Estamos ante una profunda desautorización del Estado, no por fuerzas marginales, sino por sus más altas instancias

No hace mucho veíamos la dificultad de acreditar la violencia en el procés, a cuenta del delito de rebelión que el juez Llarena imputa a los héroes del 1-O. Entonces, un buen número de juristas negaba la existencia del menor acto violento -en un sentido procesal- que pudiera sustentar tal delito. Nadie tuvo, sin embargo, la infeliz idea de acusarles de lacayos del heteropatriarcado, entregados al separatismo. No han corrido la misma suerte, ante un mismo escollo técnico, los ponentes del juicio de la Manada. A su extraordinario descrédito popular, ha venido a añadírsele, incomprensiblemente, irresponsablemente, el desprecio de otras instituciones del Estado.

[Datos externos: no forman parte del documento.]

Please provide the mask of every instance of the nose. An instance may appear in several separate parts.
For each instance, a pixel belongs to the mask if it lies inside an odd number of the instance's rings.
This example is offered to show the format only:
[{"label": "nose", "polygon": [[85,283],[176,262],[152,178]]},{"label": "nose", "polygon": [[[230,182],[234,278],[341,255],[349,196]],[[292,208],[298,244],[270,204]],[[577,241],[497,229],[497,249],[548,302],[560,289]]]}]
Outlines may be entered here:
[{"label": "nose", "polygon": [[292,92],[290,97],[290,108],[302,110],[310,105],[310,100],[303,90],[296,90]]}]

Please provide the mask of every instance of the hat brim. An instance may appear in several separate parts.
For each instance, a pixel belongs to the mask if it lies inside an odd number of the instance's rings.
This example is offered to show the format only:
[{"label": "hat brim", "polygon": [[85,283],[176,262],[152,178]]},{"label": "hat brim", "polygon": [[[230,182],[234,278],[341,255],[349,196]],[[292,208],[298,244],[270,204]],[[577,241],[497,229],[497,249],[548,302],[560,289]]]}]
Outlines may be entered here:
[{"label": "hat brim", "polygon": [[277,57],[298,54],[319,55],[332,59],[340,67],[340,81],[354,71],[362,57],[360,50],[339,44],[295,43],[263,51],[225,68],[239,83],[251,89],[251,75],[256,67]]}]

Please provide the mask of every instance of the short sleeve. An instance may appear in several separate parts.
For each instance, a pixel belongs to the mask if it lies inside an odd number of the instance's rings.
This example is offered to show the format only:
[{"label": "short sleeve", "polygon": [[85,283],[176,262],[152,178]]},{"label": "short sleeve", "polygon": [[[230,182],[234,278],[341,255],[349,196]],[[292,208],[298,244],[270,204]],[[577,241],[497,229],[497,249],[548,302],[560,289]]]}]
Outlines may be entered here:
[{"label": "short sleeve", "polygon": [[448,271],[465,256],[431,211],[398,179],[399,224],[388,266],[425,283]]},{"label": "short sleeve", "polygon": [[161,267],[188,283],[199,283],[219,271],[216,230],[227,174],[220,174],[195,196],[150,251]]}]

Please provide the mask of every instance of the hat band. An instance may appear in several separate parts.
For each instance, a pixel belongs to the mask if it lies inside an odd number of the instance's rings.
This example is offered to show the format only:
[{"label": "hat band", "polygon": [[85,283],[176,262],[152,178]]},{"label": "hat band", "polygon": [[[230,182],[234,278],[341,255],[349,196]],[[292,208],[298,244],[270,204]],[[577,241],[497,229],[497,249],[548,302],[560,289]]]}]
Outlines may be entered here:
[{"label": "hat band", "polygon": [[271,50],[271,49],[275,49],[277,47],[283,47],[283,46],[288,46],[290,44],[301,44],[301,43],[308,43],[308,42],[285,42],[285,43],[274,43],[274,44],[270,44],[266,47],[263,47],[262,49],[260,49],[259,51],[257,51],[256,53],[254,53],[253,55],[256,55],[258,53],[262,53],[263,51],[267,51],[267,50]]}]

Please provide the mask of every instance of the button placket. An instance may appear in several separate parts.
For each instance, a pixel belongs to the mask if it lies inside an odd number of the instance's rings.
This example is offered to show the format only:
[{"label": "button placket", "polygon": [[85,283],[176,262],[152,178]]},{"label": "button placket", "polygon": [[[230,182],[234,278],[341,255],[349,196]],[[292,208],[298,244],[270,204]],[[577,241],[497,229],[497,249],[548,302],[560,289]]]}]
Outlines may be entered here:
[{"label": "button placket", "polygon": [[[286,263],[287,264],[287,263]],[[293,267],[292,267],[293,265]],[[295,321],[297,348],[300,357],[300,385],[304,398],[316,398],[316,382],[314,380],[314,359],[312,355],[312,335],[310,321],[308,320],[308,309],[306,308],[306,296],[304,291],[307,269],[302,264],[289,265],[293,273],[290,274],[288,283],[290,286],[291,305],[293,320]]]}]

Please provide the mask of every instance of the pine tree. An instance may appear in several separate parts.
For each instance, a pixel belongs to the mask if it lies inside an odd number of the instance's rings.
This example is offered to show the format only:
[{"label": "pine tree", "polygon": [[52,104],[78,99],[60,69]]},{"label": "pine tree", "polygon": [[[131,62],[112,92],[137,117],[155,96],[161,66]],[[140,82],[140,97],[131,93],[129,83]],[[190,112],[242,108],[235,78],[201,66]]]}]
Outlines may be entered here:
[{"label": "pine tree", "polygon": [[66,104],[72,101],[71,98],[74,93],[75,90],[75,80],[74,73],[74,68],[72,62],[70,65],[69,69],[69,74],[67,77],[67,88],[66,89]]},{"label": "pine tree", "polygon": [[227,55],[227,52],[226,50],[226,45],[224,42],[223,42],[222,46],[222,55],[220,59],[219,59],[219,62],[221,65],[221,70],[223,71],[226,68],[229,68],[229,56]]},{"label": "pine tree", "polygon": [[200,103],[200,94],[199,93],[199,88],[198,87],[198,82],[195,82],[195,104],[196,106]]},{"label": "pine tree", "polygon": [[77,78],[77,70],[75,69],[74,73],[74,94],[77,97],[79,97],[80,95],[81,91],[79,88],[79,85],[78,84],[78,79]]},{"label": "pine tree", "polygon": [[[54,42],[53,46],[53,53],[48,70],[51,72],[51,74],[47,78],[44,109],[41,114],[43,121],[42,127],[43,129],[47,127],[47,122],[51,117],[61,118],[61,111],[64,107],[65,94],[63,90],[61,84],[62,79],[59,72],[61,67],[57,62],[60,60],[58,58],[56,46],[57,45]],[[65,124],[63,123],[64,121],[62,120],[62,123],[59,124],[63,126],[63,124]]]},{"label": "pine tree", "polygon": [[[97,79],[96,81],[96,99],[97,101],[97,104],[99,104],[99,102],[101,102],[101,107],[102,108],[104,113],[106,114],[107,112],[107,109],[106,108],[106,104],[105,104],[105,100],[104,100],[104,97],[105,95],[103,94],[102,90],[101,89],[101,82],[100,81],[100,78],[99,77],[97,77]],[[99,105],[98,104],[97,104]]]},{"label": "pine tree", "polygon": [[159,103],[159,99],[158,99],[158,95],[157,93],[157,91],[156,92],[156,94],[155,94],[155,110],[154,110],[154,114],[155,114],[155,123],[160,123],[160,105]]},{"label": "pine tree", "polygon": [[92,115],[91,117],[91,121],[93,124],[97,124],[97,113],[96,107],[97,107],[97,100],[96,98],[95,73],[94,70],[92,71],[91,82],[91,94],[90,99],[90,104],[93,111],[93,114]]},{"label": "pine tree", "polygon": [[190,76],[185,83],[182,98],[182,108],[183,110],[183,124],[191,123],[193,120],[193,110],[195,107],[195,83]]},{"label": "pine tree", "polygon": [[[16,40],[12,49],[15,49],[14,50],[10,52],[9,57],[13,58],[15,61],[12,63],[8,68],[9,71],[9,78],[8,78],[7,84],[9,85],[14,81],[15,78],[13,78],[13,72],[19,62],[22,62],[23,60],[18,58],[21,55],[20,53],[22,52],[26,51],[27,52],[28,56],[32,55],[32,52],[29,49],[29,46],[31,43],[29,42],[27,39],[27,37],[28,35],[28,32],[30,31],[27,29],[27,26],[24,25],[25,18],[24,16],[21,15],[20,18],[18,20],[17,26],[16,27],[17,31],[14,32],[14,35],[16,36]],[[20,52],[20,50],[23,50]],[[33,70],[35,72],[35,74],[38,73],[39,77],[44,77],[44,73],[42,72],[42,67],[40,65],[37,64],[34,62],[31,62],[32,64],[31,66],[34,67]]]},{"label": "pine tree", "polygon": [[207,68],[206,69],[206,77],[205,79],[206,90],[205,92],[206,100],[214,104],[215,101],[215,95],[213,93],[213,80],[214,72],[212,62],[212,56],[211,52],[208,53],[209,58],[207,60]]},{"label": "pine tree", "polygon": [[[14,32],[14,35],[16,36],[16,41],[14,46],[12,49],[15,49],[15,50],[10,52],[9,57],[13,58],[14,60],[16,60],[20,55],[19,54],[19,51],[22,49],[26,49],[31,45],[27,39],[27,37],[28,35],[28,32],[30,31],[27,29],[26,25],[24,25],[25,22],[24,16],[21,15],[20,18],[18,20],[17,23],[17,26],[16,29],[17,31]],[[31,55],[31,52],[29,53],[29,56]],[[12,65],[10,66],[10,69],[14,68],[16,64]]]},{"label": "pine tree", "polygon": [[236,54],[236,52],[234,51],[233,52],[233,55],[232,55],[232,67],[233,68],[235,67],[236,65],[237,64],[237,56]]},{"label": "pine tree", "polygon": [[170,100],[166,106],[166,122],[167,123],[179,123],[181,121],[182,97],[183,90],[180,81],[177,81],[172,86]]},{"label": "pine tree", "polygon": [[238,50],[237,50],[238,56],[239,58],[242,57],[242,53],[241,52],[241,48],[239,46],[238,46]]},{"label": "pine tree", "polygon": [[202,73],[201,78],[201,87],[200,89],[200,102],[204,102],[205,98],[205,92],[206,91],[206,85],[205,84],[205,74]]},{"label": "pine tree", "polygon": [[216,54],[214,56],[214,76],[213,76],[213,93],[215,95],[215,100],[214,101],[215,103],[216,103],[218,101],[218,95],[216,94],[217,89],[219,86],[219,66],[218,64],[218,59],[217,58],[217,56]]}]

Desde luego, no es acertado hablar de impunidad ante una condena de nueve años, cuando el homicidio está penado con entre diez y quince años de cárcel. Aun así, parece obvio que los ciudadanos pueden mostrar su desacuerdo, su estupor, su ira o su incomprensión ante el contenido de tal sentencia. No así el resto de las instituciones, cuya credibilidad, cuya existencia misma, depende de la solidez, de la legitimidad, del escrupuloso respeto de las otras. En este sentido, son particularmente contraproducentes las manifestaciones de doña María Dolores de Cospedal y doña Susana Díaz, entre cuyas funciones se hallan la de promover las leyes que luego aplican los jueces. Por otro lado, no se comprenden, en ningún caso, las declaraciones del ministro de Justicia, don Rafael Catalá, cuyo carácter desestabilizador señala una grave incomprensión de la separación de poderes. Todos estos movimientos de naturaleza implosiva (es el Estado, su posibilidad misma, lo que se está cuestionando) tienen como colofón último, no exento de humorismo, el pintoresco suicidio de los antiguos sindicatos de clase, que hoy han virado, barretina en mano, a sindicatos étnicos.

Es decir, que nos hallamos ante una profunda desautorización del Estado, obrada no por fuerzas marginales ni centrífugas, sino por sus más altas instancias, que encuentran inapropiadas, quizá ilegítimas, sus funciones. El propio delegado del Gobierno en Cataluña, don Enric Millo, declaraba hace unos días que, "por respeto, no he puesto los pies en la Generalitat durante el 155". Lo cual nos muestra a don Enric como hombre de orden, como hombre respetuoso y grave y ponderado. Pero, claro, cabe hacerse una pregunta que quizá don Enric aún no se ha hecho: por respeto a quién, ¿a los golpistas?